Depuis plus de dix ans, je suis en tournée avec le Théâtre de la Ville, principalement en France, mais aussi à l’étranger, au Portugal notamment. L’an dernier, notre Rhinocéros de Ionesco a rencontré un succès énorme dans de très vastes salles, à Los Angeles, à Berkeley… A New York, l’ami Harvey Keitel s’est enthousiasmé autant que le public – deux mille personnes par représentation ! Les gens sont fascinés à la vision de ce spectacle épique, mis en scène par Emmanuel Demarcy-Mota. L’accueil est le même à Montréal, Londres, Moscou, Istanbul, Barcelone, Lisbonne, Athènes. Chaque pays reconnaît son Rhinocéros.

Regrettez-vous de ne pas jouer à Paris ?

Oui, jouer à Paris me manque mais j’aurais rarement eu l’occasion de faire de telles tournées, rencontrer d’autres cultures sans ces tournées. En voyageant on devient davantage citoyen du monde. D’ailleurs, je suis en partance pour Séoul avec Victor ou les Enfants au pouvoir de Vitrac, toujours dans une vision de Demarcy-Mota. Ensuite, ce sera Rhinocéros à Buenos Aires et Santiago du Chili. Puis retour au Théâtre de la Ville.

Vous avez néanmoins une actualité à la radio.

Ces tournées internationales me laissent peu de temps pour enregistrer à la radio, mais Blandine Masson, par bonheur, fait appel à moi, à France Culture, pour lire Marée basse, Marée haute, une suite de nouvelles magnifiques, ultime œuvre de J.-B Pontalis. « Cette alternance est à l’image de ma vie, de toute vie peut-être, la vie s’éloigne, mais elle revient », écrit Pontalis qui écoute la mémoire des êtres blessés par la vie. Il examine des situations, défait des nœuds et nous expose avec simplicité ce qui fait basculer une vie dans un sens ou dans un autre. Il offre au lecteur et à l’auditeur tous les éléments afin qu’il mène sa propre réflexion.

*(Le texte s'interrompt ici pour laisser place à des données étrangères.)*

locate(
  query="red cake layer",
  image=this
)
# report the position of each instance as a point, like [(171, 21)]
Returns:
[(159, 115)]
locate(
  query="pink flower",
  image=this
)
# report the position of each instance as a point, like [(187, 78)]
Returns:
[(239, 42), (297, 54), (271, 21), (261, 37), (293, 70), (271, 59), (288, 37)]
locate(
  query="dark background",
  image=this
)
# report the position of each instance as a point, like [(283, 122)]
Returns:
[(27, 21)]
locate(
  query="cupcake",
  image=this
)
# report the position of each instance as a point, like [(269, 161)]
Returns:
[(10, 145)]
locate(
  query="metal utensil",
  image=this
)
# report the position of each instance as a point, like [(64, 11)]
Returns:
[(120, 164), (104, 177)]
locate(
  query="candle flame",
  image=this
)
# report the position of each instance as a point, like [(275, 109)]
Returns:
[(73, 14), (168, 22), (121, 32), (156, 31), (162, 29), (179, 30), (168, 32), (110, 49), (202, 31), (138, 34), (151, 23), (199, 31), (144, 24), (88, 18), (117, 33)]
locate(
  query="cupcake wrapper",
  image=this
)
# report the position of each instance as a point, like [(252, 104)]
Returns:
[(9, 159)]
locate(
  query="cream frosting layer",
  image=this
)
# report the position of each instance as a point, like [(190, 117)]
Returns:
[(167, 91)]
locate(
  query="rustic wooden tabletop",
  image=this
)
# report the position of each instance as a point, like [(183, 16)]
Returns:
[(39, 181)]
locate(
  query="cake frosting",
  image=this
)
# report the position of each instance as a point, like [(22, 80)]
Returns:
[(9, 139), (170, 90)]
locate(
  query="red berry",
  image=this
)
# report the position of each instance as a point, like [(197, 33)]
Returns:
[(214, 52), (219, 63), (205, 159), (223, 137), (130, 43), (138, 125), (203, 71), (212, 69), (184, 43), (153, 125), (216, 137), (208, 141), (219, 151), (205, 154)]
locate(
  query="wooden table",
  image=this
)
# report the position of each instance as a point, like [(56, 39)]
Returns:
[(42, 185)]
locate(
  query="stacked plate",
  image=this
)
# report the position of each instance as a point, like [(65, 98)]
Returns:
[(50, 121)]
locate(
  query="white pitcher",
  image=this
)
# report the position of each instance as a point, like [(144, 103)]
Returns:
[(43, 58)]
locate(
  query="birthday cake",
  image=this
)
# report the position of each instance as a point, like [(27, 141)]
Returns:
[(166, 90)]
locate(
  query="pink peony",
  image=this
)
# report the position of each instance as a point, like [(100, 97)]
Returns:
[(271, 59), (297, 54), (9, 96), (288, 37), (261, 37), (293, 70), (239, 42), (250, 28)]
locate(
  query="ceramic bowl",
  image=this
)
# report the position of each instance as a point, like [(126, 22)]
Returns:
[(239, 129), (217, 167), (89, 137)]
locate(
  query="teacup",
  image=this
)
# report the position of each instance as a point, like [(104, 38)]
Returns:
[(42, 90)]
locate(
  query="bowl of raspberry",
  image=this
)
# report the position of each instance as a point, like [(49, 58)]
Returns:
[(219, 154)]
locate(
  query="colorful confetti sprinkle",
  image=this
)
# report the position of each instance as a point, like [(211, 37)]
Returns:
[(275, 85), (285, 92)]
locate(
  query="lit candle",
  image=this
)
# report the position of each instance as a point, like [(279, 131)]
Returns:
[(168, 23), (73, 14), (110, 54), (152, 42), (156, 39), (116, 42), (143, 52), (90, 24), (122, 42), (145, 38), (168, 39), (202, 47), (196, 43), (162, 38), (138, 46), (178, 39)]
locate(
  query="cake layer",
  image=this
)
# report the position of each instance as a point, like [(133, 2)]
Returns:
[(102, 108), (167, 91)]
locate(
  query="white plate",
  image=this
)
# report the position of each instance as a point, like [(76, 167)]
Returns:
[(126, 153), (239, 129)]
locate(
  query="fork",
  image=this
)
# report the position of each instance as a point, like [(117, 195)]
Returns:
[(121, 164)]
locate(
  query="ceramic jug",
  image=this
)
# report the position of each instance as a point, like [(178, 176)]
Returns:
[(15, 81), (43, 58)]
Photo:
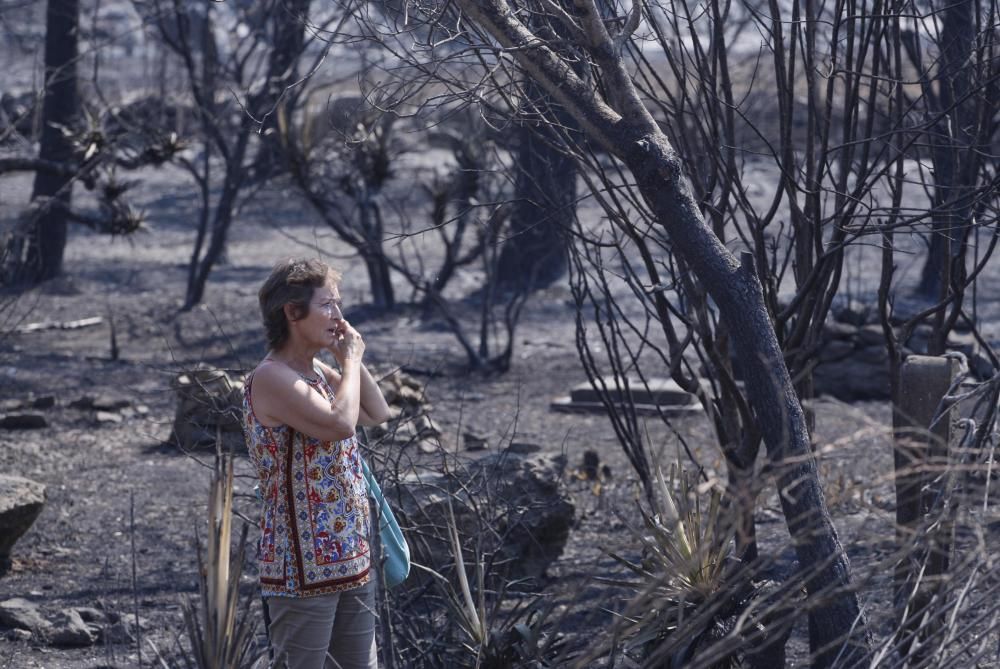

Qu’apporte le langage de la radio ?

Je pense que la radio rassemble. On y entend mieux le langage. L’attention aux voix, aux sons y est très vive. Elle offre un terrain d’analyse et de pensée immédiat. Elle peut être aussi une source d’émotion à travers les sons de la vie.

Maison basse, Maison haute de J.B Pontalis lu par Hugues Quester, réalisation de Blandine Masson et Véronique Villa, France Culture, du lundi au vendredi, 19 h 54, jusqu’au 4 octobre. Livre aux éditions Gallimard.